Soal Penangkapan Ikan Terukur KKP, Pakar IKA Perikanan Unhas Sebut Tak Tepat

UNGKAPAN.ID, MAKASSAR – Kebijakan penangkapan ikan terukur dari Kementerian Kelautan dan Perikanan (KKP) mendapat sorotan serius oleh Dewan Pakar Ikatan Alumni (IKA) Perikanan Unhas.

Kebijakan yang rencana bakal mulai pada Maret 2022 menyusul finalisasi atas Rancangan Peraturan Menteri Kelautan Perikanan (Rapermen KP) tentang perikanan dinilai belum saatnya dapat diberlakukan di Indonesia.

“Tidak tepat dan belum saatnya untuk konteks Indonesia hari ini,” kata Taswin Munier, Anggota Dewan Pakar Ikatan Alumni (IKA) Perikanan Unhas, Senin (21/02/2022).

Menurut Taswien, kebijakan ini boleh dikatakan terlalu prematur untuk diterapkan saat ini. Mengingat sistem pendataan pemerintah dalam hal ini KKP dan Komnas Kajiskan (Komisi Nasional Pengkajian Stok Ikan) yang berbasis wilayah pengelolaan perikanan dan pemerintah daerah belum akurat dan lengkap.

Ini terkait jumlah dan jenis tangkapan, ukuran ikan, daerah penangkapan, alat tangkap, pelabuhan pendaratan, dan lainnya.
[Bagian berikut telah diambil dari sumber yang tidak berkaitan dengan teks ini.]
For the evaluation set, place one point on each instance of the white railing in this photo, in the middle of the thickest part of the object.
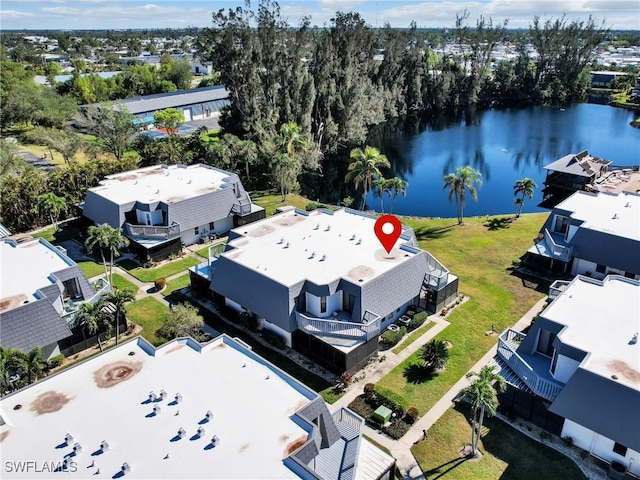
(101, 286)
(154, 231)
(558, 251)
(338, 328)
(557, 288)
(347, 416)
(539, 385)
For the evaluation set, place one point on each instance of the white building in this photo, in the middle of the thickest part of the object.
(162, 207)
(183, 410)
(582, 355)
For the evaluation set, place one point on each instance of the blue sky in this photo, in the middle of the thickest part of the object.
(100, 14)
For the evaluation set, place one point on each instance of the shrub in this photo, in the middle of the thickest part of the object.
(411, 415)
(160, 283)
(55, 361)
(417, 320)
(274, 339)
(390, 338)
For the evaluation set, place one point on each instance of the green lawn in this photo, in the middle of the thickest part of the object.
(176, 284)
(149, 313)
(121, 283)
(507, 454)
(480, 253)
(91, 268)
(166, 270)
(271, 200)
(413, 336)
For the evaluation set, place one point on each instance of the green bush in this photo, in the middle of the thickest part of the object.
(417, 320)
(274, 339)
(160, 283)
(55, 361)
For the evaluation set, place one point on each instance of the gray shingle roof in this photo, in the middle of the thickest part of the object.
(161, 101)
(35, 324)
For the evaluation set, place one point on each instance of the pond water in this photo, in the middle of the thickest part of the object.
(504, 145)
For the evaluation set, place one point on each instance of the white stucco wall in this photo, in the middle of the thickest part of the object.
(565, 367)
(599, 445)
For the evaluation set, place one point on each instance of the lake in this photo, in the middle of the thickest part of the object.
(505, 145)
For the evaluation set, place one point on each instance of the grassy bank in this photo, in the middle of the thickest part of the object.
(507, 454)
(480, 253)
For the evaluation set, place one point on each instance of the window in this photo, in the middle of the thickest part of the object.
(619, 449)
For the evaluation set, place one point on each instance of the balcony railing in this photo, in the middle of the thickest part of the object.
(153, 232)
(334, 327)
(557, 251)
(557, 288)
(101, 286)
(539, 385)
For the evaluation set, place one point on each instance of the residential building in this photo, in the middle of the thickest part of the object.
(581, 357)
(41, 289)
(182, 410)
(195, 104)
(323, 282)
(591, 234)
(163, 207)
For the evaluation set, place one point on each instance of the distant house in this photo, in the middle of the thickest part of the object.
(577, 371)
(163, 207)
(590, 234)
(195, 104)
(41, 289)
(571, 173)
(322, 281)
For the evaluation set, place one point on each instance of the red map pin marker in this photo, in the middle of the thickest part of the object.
(388, 229)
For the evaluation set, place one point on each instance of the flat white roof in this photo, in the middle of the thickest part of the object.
(25, 268)
(320, 246)
(106, 399)
(168, 184)
(602, 318)
(617, 214)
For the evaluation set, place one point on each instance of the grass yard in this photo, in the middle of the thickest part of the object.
(176, 284)
(166, 270)
(149, 313)
(480, 253)
(91, 268)
(413, 336)
(272, 200)
(121, 283)
(507, 454)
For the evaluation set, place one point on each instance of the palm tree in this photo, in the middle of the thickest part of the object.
(54, 205)
(435, 354)
(365, 166)
(91, 317)
(483, 396)
(381, 186)
(33, 364)
(525, 188)
(396, 186)
(118, 298)
(458, 183)
(105, 237)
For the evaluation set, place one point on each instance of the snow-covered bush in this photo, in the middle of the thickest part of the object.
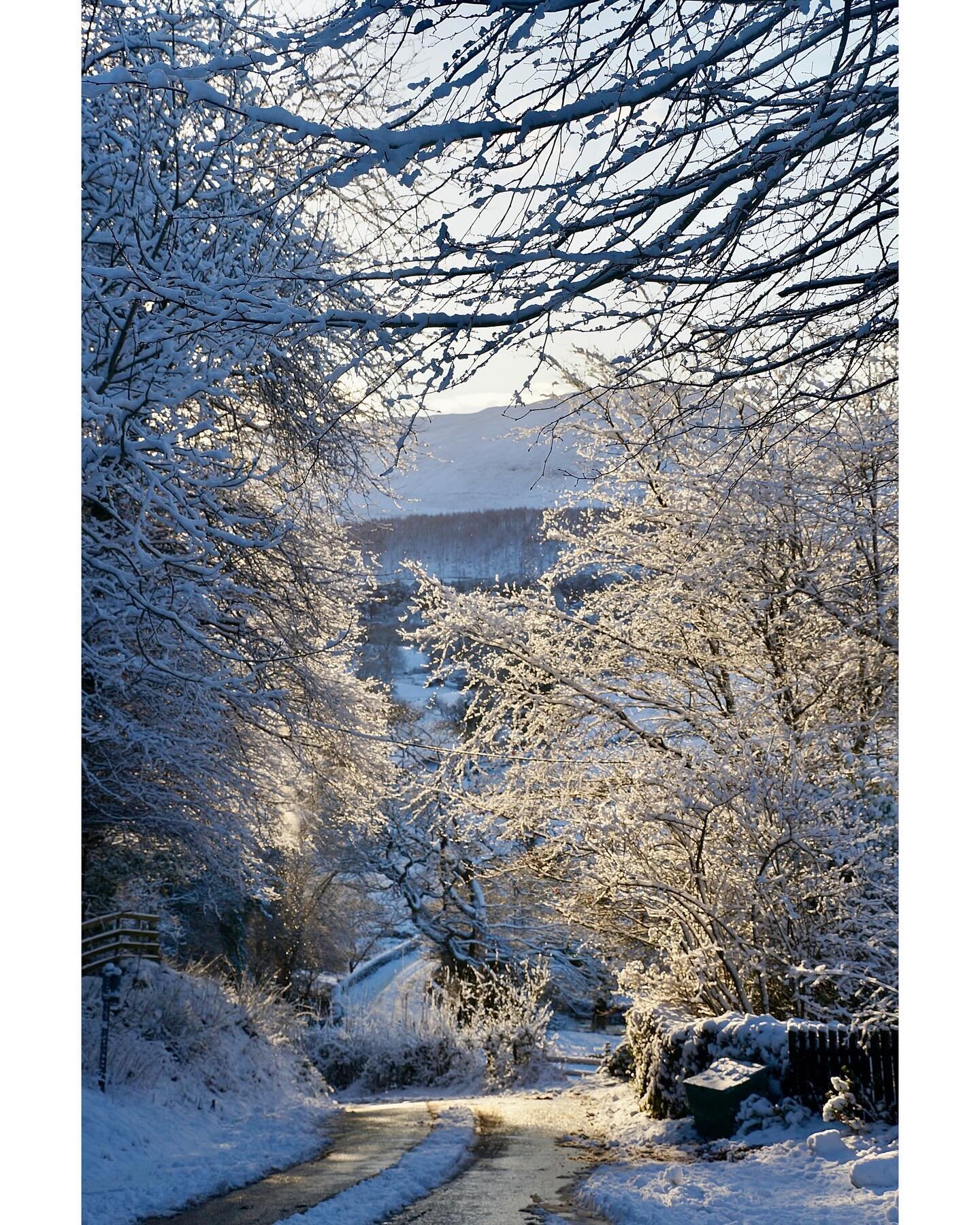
(668, 1047)
(487, 1028)
(842, 1105)
(188, 1038)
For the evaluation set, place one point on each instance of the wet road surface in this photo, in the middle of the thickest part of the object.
(522, 1169)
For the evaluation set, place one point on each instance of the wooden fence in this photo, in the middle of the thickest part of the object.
(868, 1058)
(122, 934)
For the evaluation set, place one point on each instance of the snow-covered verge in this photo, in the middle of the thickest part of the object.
(424, 1168)
(208, 1090)
(140, 1159)
(794, 1171)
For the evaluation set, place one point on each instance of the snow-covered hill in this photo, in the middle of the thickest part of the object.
(491, 459)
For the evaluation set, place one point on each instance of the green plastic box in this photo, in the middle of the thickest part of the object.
(716, 1094)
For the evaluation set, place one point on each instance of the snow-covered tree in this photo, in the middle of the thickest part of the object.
(220, 441)
(687, 727)
(715, 184)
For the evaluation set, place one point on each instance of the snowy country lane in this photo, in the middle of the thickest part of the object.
(523, 1168)
(365, 1141)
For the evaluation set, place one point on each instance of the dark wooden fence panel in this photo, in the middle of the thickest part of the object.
(866, 1058)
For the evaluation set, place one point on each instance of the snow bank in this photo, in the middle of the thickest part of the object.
(424, 1168)
(783, 1181)
(880, 1173)
(208, 1090)
(141, 1159)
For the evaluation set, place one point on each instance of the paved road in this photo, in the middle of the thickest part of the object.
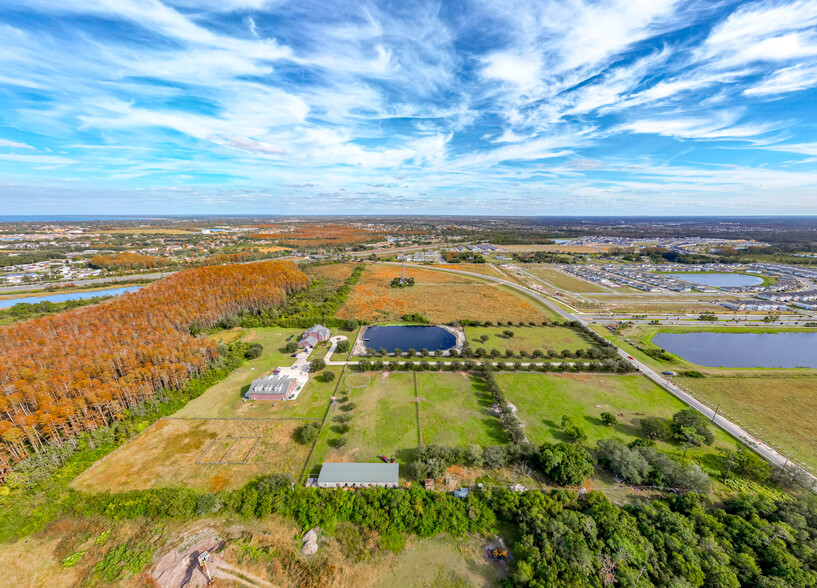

Baik data yang berbasis waktu (time series) maupun tempat (Spatial).

Dengan kata lain, Indonesia belum punya satu kajian yang bisa mencatat dengan akurat dan lengkap tentang potensi sumber daya perikanan yang ada. Untuk bisa dijadikan dasar penetapan kuota penangkapan.

Aturan dan kebijakan pemerintah selama ini juga belum bisa dijalankan dengan maksimal. Baik karena kemampuan petugas (jumlah dan kapasitas) masih belum mencukupi, anggaran operasional tidak cukup, dan tambahan lagi penegakan hukum (law enforcement) yang lemah.

“Saat pemerintah mengeluarkan kebijakan perikanan terukur yang berbasis data dan berharap semua pelaku penangkapan patuh pada aturan, jadi ngeri-ngeri sedap mendengarnya,” katanya.

Apalagi batasan ruang laut tidak sejelas dengan ekosistem hutan yang dapat dikenali dengan kasat mata.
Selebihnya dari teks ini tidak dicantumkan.